发现是我才敢现身。
叶淮洵的眉头微蹙,没好气道:“苏云昭,你偷溜进我房里做什么?”
我见他不设防,于是径直朝着他走过去,摸出藏在袖里的蛟筋索,笑道:“自然是来送你一件大礼。”
叶淮洵冷笑一声,讽刺道:“大礼,你何时这般好心?”
话语刚落,我就甩出蛟筋索。
这蛟筋索是深海蛟龙的筋骨所制,韧而坚,难以分断,一旦抛出就如同天罗地网,任何筑基修士都会被困住。
叶淮洵没来得及唤出羲和扇,眨眼间四肢都被蛟筋索捆住,蜷缩倒地,无法动弹。
他应该没想到我会对他用蛟筋索,眼瞳微微瞪大,死死盯着我,像个待宰羔羊:“苏云昭你!”
我最爱看他吃瘪,此刻身心舒畅,于是蹲下来,轻拍他的脸颊笑道:“淮洵,你还是跟小时候一样好骗。”
叶淮洵挣扎不掉,气得脸颊涨红,像个大刺猬:“你是魔族奸细,想暗害我!?” W?a?n?g?址?发?b?u?y?e????????????n???????2?5?.??????
我见他蠢笨至此,无奈摇头,好心地同他解释:“我若是魔族奸细,为何不去暗害修为高强的陆清和,暗害你个筑基废物做什么?”
叶淮洵应该是想到自己输给我的惨状,眼神愤恨,一时语塞,难以反驳。
看他生气无助的模样,可比打他有趣。
我故意去玩他的耳垂,就像是对待一个物件,嘲讽道:“淮洵,我看你堕落不思进取,特意来帮你,怎么还骂我,真蠢!”
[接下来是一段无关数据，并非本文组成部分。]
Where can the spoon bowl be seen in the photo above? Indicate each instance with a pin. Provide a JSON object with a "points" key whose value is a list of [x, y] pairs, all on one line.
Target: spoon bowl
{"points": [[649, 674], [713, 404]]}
叶淮洵骂我无耻,耳垂却彻底红透了,因为用力挣扎,额角都冒出青筋。
蛟筋索难得,放眼整个仙门也没多少,他哪里能挣脱,不过徒劳无功。
我在房屋四周设下禁制,避免声音传出去,又在旁边的软榻躺下来,拿起茶来慢慢地跟他说起一起修炼的好处。
叶淮洵翻来覆去地叫骂,折腾得满头大汗,压根听不进好话。
我嫌烦,干脆朝他心窝踹了一脚,骂道:“再吵,我就把你舌头割了。”
叶淮洵被踹得闷哼一声,脸色苍白,顿时说不出话,只恨恨地看我。
我这时才想起这小子身上有伤,经不得折腾。
糟了,把人玩死还怎么修炼。
我连忙运气将他送到床上好生躺下,再帮他疗伤。
可叶淮洵不老实,总是想跑,只好让蛟筋索绑住四根床柱。
这下叶淮洵就像是四脚虫被钉死了,彻底不能动弹。
他体内的灵气乱窜,我帮忙调正,脸色才慢慢地恢复正常。
“苏云昭,你不能乱来!”
“苏云昭,我不是断袖,你去找别人!”
我听到断袖,忍不住翻白眼,干脆封住他的嘴,免得吱哇乱叫。
也不知道叶淮洵整天在想些什么,我是断袖,会把他打成重伤吗?
再说了,哪怕我喜欢男人,也不会轮到他叶淮洵。
“唔!”
叶淮洵说不出话,只能瞪大眼睛,左右晃头。
他非常抗拒我的碰触,只是握住手腕,就瑟瑟发抖。
又不是要非礼,怎么跟个忠节烈妇似的。
我让他老实点,紧接着就按照那日的情景,调动彼此的灵气在丹田里交汇融合。
是熟悉的酥.麻感,一阵又一阵,好似潮汐拍打海岸。
与此同时,还有股若有若无的痒意。
灵气就像是混浊的水流,淌过细砂碎石,山谷平原,变得清澈干净。
丹田内的灵气储量慢慢增加,杂质都被祛除,变得更为纯粹。